Brandon appointed him Deputy Justice of North Wales, describing him in the instrument of appointment as his blood relation. He joined the Duke during the Battle of the Spurs, and took part in the Siege of Thérouanne, which involved the Tudors and Habsburgs against the Kingdom of France.

He was made a Knight banneret at the Siege of Tournai in 1513. He kept close relationship with Sir Rhys ap Thomas, of the Welsh Royal House of Dinefwr, who also fought at the Battle of the Spurs with the King.

== Family ==

William Griffith married to Jane Stradling, daughter of Sir Thomas Stradling of St Donat's Castle, and then later to Jane Puleston, daughter of John Puleston. Griffith's mother-in-law remarried to Sir Rhys ap Thomas of Dinefwr, whose son, Griffith ap Rhys, was a companion at court.

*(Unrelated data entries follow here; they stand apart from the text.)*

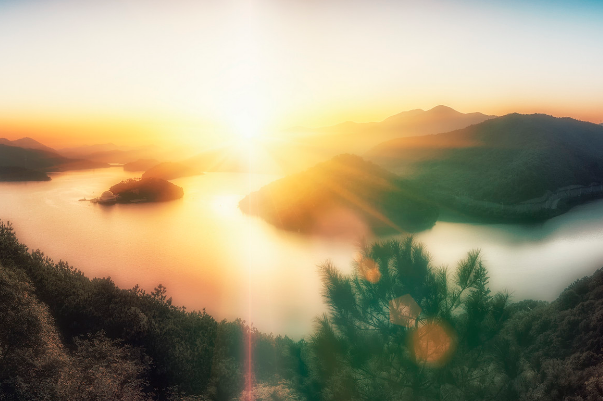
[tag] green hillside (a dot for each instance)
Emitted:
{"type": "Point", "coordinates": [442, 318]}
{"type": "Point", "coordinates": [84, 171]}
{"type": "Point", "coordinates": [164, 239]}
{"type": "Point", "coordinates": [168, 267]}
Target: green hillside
{"type": "Point", "coordinates": [507, 159]}
{"type": "Point", "coordinates": [345, 185]}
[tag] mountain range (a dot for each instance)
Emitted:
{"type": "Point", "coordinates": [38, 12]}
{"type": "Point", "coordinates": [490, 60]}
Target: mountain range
{"type": "Point", "coordinates": [27, 143]}
{"type": "Point", "coordinates": [506, 159]}
{"type": "Point", "coordinates": [351, 137]}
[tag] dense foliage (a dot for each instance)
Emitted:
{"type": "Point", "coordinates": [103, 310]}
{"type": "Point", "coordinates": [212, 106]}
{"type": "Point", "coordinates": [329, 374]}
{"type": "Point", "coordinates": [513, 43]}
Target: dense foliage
{"type": "Point", "coordinates": [345, 185]}
{"type": "Point", "coordinates": [398, 328]}
{"type": "Point", "coordinates": [147, 190]}
{"type": "Point", "coordinates": [62, 333]}
{"type": "Point", "coordinates": [507, 159]}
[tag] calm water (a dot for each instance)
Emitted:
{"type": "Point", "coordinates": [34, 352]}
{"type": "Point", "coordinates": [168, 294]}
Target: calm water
{"type": "Point", "coordinates": [209, 255]}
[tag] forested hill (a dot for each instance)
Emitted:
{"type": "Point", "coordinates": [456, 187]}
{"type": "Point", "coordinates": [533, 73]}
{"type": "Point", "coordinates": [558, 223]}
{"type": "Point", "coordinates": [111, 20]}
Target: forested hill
{"type": "Point", "coordinates": [507, 159]}
{"type": "Point", "coordinates": [42, 160]}
{"type": "Point", "coordinates": [357, 138]}
{"type": "Point", "coordinates": [343, 192]}
{"type": "Point", "coordinates": [66, 337]}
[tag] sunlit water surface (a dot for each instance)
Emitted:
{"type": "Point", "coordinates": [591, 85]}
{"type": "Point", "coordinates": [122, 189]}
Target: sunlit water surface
{"type": "Point", "coordinates": [210, 255]}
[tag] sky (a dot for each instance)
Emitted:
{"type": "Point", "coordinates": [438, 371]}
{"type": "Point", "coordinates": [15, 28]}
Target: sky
{"type": "Point", "coordinates": [196, 71]}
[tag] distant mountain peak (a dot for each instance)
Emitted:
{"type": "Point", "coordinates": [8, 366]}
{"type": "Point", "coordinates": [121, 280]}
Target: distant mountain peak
{"type": "Point", "coordinates": [441, 108]}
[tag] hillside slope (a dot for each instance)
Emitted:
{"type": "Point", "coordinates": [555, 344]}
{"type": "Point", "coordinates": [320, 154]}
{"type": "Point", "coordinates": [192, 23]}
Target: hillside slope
{"type": "Point", "coordinates": [507, 159]}
{"type": "Point", "coordinates": [343, 193]}
{"type": "Point", "coordinates": [41, 160]}
{"type": "Point", "coordinates": [359, 137]}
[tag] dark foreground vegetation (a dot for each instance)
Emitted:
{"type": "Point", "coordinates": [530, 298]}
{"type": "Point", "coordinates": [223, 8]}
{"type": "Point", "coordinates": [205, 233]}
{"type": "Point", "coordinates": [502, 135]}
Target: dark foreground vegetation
{"type": "Point", "coordinates": [146, 190]}
{"type": "Point", "coordinates": [343, 186]}
{"type": "Point", "coordinates": [398, 329]}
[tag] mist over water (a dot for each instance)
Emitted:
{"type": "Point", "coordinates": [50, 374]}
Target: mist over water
{"type": "Point", "coordinates": [210, 255]}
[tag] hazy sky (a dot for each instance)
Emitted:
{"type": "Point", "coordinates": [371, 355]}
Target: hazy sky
{"type": "Point", "coordinates": [128, 70]}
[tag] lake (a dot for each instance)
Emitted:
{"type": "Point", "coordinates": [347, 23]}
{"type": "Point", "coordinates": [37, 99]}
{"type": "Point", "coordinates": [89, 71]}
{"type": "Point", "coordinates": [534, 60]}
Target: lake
{"type": "Point", "coordinates": [210, 255]}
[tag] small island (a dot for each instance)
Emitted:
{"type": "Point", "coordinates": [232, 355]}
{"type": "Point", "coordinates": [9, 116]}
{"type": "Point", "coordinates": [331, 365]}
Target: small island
{"type": "Point", "coordinates": [141, 190]}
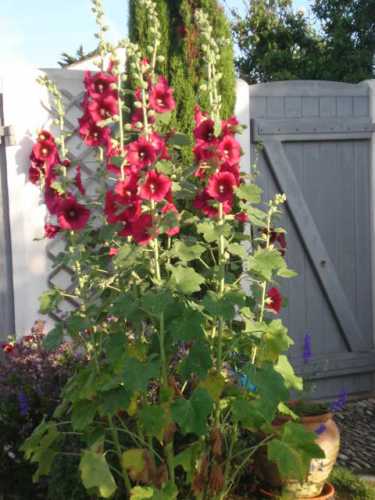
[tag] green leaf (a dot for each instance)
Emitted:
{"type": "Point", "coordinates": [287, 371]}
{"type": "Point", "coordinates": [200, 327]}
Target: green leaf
{"type": "Point", "coordinates": [187, 327]}
{"type": "Point", "coordinates": [265, 262]}
{"type": "Point", "coordinates": [293, 452]}
{"type": "Point", "coordinates": [156, 302]}
{"type": "Point", "coordinates": [179, 140]}
{"type": "Point", "coordinates": [187, 252]}
{"type": "Point", "coordinates": [237, 249]}
{"type": "Point", "coordinates": [95, 473]}
{"type": "Point", "coordinates": [212, 230]}
{"type": "Point", "coordinates": [292, 381]}
{"type": "Point", "coordinates": [192, 414]}
{"type": "Point", "coordinates": [250, 192]}
{"type": "Point", "coordinates": [186, 280]}
{"type": "Point", "coordinates": [83, 413]}
{"type": "Point", "coordinates": [54, 338]}
{"type": "Point", "coordinates": [153, 420]}
{"type": "Point", "coordinates": [198, 361]}
{"type": "Point", "coordinates": [137, 375]}
{"type": "Point", "coordinates": [141, 493]}
{"type": "Point", "coordinates": [48, 301]}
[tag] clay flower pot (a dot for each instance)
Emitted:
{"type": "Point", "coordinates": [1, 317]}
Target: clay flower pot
{"type": "Point", "coordinates": [328, 438]}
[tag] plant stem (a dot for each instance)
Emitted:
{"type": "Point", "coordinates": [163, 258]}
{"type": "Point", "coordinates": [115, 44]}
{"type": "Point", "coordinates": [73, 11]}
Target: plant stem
{"type": "Point", "coordinates": [116, 440]}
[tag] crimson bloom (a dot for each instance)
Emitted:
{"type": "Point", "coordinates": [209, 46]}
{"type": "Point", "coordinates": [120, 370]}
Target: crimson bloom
{"type": "Point", "coordinates": [230, 149]}
{"type": "Point", "coordinates": [91, 134]}
{"type": "Point", "coordinates": [141, 229]}
{"type": "Point", "coordinates": [275, 300]}
{"type": "Point", "coordinates": [141, 153]}
{"type": "Point", "coordinates": [161, 97]}
{"type": "Point", "coordinates": [50, 230]}
{"type": "Point", "coordinates": [220, 186]}
{"type": "Point", "coordinates": [103, 108]}
{"type": "Point", "coordinates": [155, 187]}
{"type": "Point", "coordinates": [72, 216]}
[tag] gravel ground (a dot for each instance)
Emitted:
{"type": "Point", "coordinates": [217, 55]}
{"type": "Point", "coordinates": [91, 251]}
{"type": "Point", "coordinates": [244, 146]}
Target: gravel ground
{"type": "Point", "coordinates": [357, 426]}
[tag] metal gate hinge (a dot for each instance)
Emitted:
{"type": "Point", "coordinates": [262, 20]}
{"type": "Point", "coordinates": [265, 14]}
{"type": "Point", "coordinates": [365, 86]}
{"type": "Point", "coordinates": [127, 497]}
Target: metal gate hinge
{"type": "Point", "coordinates": [7, 131]}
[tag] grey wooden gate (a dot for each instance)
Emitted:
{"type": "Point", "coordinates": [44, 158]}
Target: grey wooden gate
{"type": "Point", "coordinates": [7, 326]}
{"type": "Point", "coordinates": [316, 149]}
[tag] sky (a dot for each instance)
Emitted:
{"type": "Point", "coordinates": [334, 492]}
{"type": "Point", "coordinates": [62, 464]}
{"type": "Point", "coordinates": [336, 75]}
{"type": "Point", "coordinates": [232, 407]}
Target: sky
{"type": "Point", "coordinates": [38, 31]}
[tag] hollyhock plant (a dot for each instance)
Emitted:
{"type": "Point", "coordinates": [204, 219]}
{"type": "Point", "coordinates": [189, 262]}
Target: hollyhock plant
{"type": "Point", "coordinates": [158, 260]}
{"type": "Point", "coordinates": [72, 216]}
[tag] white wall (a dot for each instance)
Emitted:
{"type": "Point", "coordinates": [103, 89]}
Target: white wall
{"type": "Point", "coordinates": [23, 110]}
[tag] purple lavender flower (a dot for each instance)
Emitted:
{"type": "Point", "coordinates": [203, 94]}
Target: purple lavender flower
{"type": "Point", "coordinates": [23, 403]}
{"type": "Point", "coordinates": [340, 402]}
{"type": "Point", "coordinates": [307, 351]}
{"type": "Point", "coordinates": [319, 430]}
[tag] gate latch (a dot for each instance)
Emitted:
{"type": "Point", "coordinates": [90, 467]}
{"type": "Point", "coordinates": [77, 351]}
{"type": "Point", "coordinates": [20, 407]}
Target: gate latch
{"type": "Point", "coordinates": [7, 131]}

By Jane Stradling he had a son, Rees Griffith, who became a High Sheriff, and a daughter, Margaret Griffith, who married Simon Thelwall. Another of his daughters by Jane was Elizabeth Griffith, who was married to Sir John Philipps. By Jane Puleston he had a daughter, Sibill Griffith, who married Owen ap Hugh. One of their sons, Edward Griffith, was a correspondent of Thomas Cromwell, and joined Sir William Brereton to Ireland for a military campaign, and was made a member of the Privy Council.

Brereton was later Groom of the Privy Chamber to Henry VIII, and was executed in relation to Queen Anne Boleyn adultery charges. Edward Griffith's daughter Eleanor married to Sir Nicholas Bagenal, Marshal of the royal Irish Army. Another daughter of William Griffith, Jane Griffith, became the mother of Elizabeth, who married John Yale, father of Chancellor David Yale.

William Griffith's great-great-grandmother was Morfydd, granddaughter of Tudur ap Goronwy, member of the Tudors of Penmynydd. Their family were allies and kinsmen of Prince Owain Glyndwr and Lord Tudur ap Gruffudd, of the Royal House of Mathrafal, during the Welsh war of independence.